Perhaps the most prominent aspect of our week-long trip to Japan was visiting temples, shrines, and other sites of spirituality. In all three cities, Osaka, Kyoto, and Nara, these sites provided a look into Japanese culture, beautiful architecture, and a brief respite from busy city life through immersion in nature.
Kinkakuji, famously known as the Golden Temple is a Buddhist temple that sits on a pond surrounded by nature.
Shinto, a local folk religion, is by far the most prominent “religion” in the country. I use the term religion loosely as its considered more a way of life than an actual religion, and it isn’t organized the same way that many religions are. Rather, Shinto people will pray at a Shrine on their own time rather than attend a worship or service. At just over half of the country, Shinto is intricately woven into Japanese culture. Buddhism follows with about a third of the country identifying.
We were fortunate to arrive in Osaka just in time for a summer festival at the Sumiyoshi temple and shrine. The festival featured food stands, carnival games, and trinkets around the temple, and performances, like a dragon dance, at the actual shrine. The dance is performed by local families that take care of the temple grounds, a responsibility passed on through the generations.
The dragon dance, performed by youth at the temple.
The site also features the famous Taiko Bashi bridge, which cleanses individuals of sins and filth before entering the shrine. Furthermore, crossing the bridge symbolizes crossing into the spirit world.
Taiko Bashi Bridge lit up in the night.
A mobile shrine at the Sumiyoshi festival.
Our friend Alex, who researched Japanese culture in university and now lives in Osaka, explained that Shinto and Buddhism share many similarities. At one point the country attempted to merge the two into a unified religion. The goal was never achieved, but the two practices exist in harmony.
One thing that really stood out to me about religion and spirituality in Japan is how intricately it is connected with nature. I’ll be writing a post about nature in Japan in a few days, but I almost wanted to combine it with this post.
Each spiritual site we visited had important elements of nature woven into it. At the Fushimi Inari Shrine in Kyoto, we walked through the famous red arches only to find ourselves on a winding forest path that took us to more humble stone shrines and a secluded waterfalls. In Nara, deer roam the park and shrines in harmony with human visitors.

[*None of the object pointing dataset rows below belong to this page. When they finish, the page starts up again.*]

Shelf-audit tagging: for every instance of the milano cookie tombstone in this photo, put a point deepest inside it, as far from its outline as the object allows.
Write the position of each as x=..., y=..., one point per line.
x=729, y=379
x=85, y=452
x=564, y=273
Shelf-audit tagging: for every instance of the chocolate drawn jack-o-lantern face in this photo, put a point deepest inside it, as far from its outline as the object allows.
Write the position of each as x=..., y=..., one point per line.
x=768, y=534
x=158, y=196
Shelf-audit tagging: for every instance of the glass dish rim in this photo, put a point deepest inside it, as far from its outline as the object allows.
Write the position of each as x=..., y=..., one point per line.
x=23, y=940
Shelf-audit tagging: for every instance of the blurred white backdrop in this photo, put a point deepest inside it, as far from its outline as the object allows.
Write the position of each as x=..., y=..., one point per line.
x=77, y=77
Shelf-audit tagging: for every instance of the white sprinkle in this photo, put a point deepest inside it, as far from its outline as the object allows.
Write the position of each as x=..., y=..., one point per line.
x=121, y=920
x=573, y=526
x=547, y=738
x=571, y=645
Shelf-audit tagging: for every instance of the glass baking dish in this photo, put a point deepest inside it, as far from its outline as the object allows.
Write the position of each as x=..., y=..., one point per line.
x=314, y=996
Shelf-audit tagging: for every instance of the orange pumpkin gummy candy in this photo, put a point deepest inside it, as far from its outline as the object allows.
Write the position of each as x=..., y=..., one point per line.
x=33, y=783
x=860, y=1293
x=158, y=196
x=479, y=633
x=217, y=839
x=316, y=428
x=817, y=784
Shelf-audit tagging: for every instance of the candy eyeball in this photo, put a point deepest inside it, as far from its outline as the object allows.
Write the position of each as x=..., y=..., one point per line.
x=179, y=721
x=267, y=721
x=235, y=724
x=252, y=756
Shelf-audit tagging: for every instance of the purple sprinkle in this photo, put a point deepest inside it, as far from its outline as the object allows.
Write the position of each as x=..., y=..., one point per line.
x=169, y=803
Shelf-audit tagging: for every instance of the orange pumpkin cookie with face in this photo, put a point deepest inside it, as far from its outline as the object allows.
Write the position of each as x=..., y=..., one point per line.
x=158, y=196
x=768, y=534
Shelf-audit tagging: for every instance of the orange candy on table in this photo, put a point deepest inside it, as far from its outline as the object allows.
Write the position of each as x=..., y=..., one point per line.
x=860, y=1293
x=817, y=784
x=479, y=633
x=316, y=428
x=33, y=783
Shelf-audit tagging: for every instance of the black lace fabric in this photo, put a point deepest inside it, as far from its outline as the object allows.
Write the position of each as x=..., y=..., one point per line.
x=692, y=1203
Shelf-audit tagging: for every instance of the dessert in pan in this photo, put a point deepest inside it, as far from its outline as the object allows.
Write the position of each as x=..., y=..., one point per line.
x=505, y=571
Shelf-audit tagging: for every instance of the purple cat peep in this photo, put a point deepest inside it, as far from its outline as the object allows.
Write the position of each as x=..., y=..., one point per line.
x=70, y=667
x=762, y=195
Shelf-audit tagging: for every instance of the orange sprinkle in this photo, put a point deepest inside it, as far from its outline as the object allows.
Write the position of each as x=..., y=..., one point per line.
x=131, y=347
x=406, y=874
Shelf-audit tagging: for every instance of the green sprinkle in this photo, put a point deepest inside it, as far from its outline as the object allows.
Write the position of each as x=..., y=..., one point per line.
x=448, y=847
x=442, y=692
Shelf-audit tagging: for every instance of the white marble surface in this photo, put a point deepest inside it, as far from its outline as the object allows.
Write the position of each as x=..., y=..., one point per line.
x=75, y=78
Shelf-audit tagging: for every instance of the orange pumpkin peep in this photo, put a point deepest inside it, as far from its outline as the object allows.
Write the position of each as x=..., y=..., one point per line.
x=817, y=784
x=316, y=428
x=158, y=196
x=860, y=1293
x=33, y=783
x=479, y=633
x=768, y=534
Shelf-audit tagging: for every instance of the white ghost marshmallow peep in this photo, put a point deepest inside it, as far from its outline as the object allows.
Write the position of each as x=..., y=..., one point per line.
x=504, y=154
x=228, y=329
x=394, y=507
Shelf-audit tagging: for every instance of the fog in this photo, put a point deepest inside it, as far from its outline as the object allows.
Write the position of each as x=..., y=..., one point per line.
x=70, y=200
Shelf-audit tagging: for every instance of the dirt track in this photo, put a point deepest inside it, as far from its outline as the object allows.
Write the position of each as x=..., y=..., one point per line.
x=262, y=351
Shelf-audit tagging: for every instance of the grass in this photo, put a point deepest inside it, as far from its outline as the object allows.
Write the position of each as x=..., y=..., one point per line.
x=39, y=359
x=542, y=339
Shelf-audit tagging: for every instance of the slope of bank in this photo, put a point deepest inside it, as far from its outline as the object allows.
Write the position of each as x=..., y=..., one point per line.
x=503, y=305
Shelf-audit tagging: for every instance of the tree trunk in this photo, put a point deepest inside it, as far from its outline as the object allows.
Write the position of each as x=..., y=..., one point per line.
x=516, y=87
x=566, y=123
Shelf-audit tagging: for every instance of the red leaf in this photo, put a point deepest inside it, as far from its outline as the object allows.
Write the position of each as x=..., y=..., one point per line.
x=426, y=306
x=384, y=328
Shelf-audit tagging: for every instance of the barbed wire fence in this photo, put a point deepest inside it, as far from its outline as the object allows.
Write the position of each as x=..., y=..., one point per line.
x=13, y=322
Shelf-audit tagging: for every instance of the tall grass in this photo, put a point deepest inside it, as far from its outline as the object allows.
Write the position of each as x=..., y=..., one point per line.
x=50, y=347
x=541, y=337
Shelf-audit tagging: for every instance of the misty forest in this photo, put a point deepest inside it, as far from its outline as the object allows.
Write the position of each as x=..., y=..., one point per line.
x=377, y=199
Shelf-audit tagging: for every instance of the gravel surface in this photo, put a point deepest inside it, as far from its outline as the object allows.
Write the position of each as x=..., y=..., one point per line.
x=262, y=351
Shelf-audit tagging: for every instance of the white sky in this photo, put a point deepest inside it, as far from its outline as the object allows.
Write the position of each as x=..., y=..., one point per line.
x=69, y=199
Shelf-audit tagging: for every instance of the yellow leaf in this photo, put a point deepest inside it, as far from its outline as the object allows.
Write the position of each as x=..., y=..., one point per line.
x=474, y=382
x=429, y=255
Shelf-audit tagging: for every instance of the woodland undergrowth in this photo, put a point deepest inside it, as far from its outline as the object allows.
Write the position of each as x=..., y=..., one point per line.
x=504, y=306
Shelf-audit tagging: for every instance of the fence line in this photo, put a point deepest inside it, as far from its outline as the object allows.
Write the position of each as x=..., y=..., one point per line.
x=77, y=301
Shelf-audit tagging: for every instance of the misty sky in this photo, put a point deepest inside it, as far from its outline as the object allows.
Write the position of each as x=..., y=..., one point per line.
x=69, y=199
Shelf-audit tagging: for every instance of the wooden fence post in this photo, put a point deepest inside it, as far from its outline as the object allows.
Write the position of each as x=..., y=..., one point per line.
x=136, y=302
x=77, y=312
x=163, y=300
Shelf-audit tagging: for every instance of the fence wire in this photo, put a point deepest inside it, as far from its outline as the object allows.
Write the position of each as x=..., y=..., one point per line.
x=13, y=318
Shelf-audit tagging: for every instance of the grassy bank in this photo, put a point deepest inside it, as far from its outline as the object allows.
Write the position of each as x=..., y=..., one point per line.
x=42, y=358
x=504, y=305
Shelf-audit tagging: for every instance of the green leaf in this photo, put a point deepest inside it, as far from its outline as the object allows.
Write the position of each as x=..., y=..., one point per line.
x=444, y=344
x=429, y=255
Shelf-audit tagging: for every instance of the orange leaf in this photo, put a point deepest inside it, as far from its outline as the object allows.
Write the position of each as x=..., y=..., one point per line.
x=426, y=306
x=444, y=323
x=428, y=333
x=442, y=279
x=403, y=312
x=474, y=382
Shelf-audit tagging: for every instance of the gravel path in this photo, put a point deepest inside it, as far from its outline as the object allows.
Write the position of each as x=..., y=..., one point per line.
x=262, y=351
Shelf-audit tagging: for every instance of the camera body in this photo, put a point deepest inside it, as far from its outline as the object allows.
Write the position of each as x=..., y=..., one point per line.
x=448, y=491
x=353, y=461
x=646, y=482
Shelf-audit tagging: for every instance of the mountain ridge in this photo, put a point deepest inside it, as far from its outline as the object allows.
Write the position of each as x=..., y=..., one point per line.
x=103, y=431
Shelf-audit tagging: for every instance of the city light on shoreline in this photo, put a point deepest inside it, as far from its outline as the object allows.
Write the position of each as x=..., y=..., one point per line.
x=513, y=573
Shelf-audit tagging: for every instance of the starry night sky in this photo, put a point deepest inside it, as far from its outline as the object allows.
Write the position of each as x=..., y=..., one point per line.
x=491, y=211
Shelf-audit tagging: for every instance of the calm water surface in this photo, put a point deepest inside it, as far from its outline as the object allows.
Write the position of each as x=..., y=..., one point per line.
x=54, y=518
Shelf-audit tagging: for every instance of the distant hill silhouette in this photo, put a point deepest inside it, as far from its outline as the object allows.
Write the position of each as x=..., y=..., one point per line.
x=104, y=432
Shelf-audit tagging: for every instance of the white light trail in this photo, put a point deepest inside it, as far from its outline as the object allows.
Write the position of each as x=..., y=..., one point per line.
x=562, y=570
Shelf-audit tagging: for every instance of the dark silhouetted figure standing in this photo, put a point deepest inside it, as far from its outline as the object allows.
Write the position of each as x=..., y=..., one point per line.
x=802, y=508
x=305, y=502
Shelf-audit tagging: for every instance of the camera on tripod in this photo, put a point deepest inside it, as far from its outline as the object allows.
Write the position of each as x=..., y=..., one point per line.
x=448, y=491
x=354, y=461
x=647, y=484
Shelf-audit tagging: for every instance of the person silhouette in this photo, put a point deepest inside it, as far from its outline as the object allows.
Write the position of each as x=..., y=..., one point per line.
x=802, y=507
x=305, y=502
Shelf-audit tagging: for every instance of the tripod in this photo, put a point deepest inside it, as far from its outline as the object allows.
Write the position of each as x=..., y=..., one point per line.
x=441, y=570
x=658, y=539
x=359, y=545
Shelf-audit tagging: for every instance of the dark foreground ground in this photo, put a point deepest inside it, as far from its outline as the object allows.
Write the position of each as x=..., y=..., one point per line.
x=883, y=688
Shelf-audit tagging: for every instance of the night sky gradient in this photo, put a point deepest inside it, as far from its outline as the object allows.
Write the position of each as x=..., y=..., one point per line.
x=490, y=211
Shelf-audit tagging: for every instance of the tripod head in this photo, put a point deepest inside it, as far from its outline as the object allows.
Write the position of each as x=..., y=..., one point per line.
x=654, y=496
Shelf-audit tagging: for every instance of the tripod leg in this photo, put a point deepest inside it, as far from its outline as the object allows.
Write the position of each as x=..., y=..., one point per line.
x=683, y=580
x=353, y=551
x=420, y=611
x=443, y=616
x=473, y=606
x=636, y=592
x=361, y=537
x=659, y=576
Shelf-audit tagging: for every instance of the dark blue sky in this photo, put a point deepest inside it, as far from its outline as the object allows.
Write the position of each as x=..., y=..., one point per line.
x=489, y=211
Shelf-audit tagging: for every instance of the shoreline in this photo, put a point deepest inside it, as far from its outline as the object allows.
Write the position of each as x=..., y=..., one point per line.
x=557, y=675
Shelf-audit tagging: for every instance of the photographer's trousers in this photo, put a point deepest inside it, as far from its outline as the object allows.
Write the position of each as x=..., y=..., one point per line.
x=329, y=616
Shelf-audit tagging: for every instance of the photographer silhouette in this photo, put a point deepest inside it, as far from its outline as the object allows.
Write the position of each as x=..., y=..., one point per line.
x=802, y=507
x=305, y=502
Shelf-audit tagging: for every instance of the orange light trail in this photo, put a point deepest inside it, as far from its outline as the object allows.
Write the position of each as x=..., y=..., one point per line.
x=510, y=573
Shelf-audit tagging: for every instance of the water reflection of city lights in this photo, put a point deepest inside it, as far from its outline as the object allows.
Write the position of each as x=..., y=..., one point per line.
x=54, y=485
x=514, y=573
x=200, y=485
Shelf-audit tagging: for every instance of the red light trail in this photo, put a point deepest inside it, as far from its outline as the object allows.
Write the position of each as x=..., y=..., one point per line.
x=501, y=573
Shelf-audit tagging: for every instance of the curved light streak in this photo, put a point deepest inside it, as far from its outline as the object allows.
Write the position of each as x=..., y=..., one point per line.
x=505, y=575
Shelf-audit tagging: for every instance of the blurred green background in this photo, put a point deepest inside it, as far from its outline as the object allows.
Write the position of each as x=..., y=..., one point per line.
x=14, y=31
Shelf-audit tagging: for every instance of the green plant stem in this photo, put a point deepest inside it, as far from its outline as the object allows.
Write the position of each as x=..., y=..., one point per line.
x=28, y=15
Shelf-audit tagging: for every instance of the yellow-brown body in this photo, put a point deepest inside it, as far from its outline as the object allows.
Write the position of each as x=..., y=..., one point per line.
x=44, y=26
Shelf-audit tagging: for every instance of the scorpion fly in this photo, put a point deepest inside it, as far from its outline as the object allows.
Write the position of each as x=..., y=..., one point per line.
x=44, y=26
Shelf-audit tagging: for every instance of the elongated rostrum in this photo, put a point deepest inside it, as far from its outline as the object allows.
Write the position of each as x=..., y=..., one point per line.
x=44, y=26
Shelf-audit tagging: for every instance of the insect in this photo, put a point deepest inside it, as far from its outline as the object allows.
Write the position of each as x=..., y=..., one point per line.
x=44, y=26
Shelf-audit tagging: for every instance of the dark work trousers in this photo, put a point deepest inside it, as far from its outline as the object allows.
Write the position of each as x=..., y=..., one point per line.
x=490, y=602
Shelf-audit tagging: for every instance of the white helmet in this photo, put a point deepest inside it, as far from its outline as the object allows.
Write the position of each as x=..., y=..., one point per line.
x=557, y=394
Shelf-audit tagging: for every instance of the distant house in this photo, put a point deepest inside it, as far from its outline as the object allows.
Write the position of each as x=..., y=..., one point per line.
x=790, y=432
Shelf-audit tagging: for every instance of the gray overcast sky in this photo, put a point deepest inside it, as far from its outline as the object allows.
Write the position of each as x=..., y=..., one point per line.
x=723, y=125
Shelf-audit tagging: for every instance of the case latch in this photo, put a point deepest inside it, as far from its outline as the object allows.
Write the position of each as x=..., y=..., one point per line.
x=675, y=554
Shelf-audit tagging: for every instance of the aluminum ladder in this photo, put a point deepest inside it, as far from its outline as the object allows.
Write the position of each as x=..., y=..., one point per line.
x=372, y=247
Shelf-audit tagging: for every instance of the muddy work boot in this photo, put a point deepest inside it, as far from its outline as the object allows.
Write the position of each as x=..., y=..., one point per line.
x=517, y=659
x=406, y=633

Entrance to the Inari Shrines.
Hidden forest shrines.
Coming and Going at Inari.
It’s no surprise that nature plays a prominent role in the landscape of shrines and temples in Japan. Nature is an important aspect of Shinto, and in fact deity symbols are derived from nature. Nature similarly plays an important role in the practice of Buddhism.
Todaji Temple in Nara Park, where the deer roam freely. The Buddhist Temple is the largest wooden structure in the world.
The largest wooden structure is appropriately accompanied by the largest indoor Buddha in the world.
Kofukuji Temple, and the famous five story pagoda in Nara Park.
On the topic of Buddhism, the practice of zen seemed to be a prominent feature of Japan, at least from the perspective of a traveller. Zen gardens can be accessed all over the areas we visited, offering a quiet space among nature and calming architecture to meditate or reflect.
We were fortunate to visit a few zen gardens to enjoy a moment to rest our tired legs and enjoy the singing of cicadas against the quiet calm of the garden. One of the gardens we visited, the Daitokuji Zen Garden, actually prohibited photos which was a refreshing change from the clicks and poses of tourists (including ourselves) everywhere else.
The other garden we visited was part of Ryoanji, a Buddhist temple surrounded by forest and pond. Unfortunately, we had to rush through faster than we would have liked as the temple was closing. However, this was one of our favourite sites on the trip and I would highly recommend arriving here with plenty of time to contemplate through the forest and enjoy the quiet of the rock garden.
Another fantastic garden we visited was at the Shoren-in Temple in Kyoto. Located at the Northern end of Marayuma Park, the temple is easily accessed from Gion by a leisurely walk through the park.
What are your favourite spiritual sites in Japan?